Concrete ideas for creating jobs, especially for recent graduates, and a strong commitment to jump-start the economy were the result of the recent meeting between representatives of the Private Sector Coalition and the Federal Reserve Bank of New York, which established agreements to work together to benefit Puerto Rico’s competitiveness.
Representatives of various associations belonging to the multi-sector Coalition met with representatives of the Federal Reserve Bank, the main source of political strength for the U.S. currency, to exchange plans centered around Puerto Rico’s economic development and competitiveness.
The meeting served as the venue to discuss the Coalition’s development plan as well as the Bank’s “Competitiveness Report of the Economy of Puerto Rico,” Coalition President Francisco Rodríguez-Castro said.
“It was a very productive meeting where we were able to exchange ideas about the challenges we face and the actions we must take to encourage more economic development, create jobs and boost the island,” he said.
“We’re in tune with this prestigious institution about the steps we must take to develop competitiveness and agreed to work together on a strategic plan so that measures we’re proposing separately are not left up in the air and become a concrete action plan,” said Rodríguez-Castro regarding the recent meeting with James Orr and Rae Rosen, senior economist and deputy vice president of the stateside organization, respectively.
The Federal Reserve Bank, the largest in the federal system in terms of assets — and one of the most important among the system’s 12-member banks — studies global economic systems.

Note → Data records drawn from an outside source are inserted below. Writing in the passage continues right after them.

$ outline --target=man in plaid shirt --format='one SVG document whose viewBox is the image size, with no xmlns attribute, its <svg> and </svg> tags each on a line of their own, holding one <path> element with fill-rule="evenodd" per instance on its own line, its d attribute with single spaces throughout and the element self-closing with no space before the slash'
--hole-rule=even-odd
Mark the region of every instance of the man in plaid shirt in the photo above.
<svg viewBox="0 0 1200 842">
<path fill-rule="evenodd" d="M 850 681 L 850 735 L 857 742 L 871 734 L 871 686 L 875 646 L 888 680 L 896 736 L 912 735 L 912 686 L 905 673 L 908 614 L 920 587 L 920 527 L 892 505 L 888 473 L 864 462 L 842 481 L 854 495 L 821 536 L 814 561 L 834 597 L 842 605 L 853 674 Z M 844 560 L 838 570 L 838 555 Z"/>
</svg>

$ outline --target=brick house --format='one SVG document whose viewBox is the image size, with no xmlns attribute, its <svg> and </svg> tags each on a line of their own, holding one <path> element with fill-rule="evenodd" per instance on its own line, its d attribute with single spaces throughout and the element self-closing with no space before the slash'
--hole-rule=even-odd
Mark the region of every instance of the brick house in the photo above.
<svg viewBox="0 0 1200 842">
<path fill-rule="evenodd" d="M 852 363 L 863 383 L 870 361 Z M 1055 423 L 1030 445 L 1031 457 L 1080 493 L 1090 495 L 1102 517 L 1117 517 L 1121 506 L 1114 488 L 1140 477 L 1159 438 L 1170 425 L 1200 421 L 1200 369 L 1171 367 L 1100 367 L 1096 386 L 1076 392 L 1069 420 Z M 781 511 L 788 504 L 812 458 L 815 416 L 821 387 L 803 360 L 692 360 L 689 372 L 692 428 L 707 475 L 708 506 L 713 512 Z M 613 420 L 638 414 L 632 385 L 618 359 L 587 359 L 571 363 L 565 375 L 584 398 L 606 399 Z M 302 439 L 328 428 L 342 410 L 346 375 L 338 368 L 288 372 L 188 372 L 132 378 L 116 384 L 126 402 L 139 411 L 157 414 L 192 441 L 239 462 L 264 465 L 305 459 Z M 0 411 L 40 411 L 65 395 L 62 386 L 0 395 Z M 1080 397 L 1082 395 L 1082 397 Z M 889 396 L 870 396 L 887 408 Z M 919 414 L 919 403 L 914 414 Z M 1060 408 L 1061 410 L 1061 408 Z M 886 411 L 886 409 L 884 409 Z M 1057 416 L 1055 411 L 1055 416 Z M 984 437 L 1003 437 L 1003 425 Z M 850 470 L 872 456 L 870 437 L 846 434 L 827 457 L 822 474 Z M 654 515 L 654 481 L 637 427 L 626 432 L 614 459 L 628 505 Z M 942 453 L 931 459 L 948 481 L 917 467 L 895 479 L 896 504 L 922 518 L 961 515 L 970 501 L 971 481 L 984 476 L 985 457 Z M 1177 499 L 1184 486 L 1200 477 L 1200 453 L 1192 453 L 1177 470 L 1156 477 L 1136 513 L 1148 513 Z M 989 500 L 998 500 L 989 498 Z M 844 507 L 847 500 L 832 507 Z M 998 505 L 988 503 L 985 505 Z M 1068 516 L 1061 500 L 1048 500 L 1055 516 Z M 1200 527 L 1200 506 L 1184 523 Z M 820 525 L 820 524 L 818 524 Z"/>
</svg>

“We’re going to work together to turn words into action and we’ve asked the Federal Reserve Bank to give its support stateside to create the NY FED Commitee on Puerto Rico along with the Coalition to promote the need to change public policies needed to promote concrete actions to get the economy going,” he said.
The report Orr presented to Coalition members includes a number of economic challenges among which are increasing job opportunities, developing human capital and reducing the costs of doing business. It coincided with some of the Coalition’s proposals on issues such as the challenges of energy costs, permit system problems and cabotage laws (Jones Act), which state that the transportation of goods between ports U.S. and Puerto Rico can only be done on ships built and owned by U.S. companies, operated and managed by Americans and flying the American flag. The Bank’s report also presents the challenge of redefining and expanding the manufacturing sector.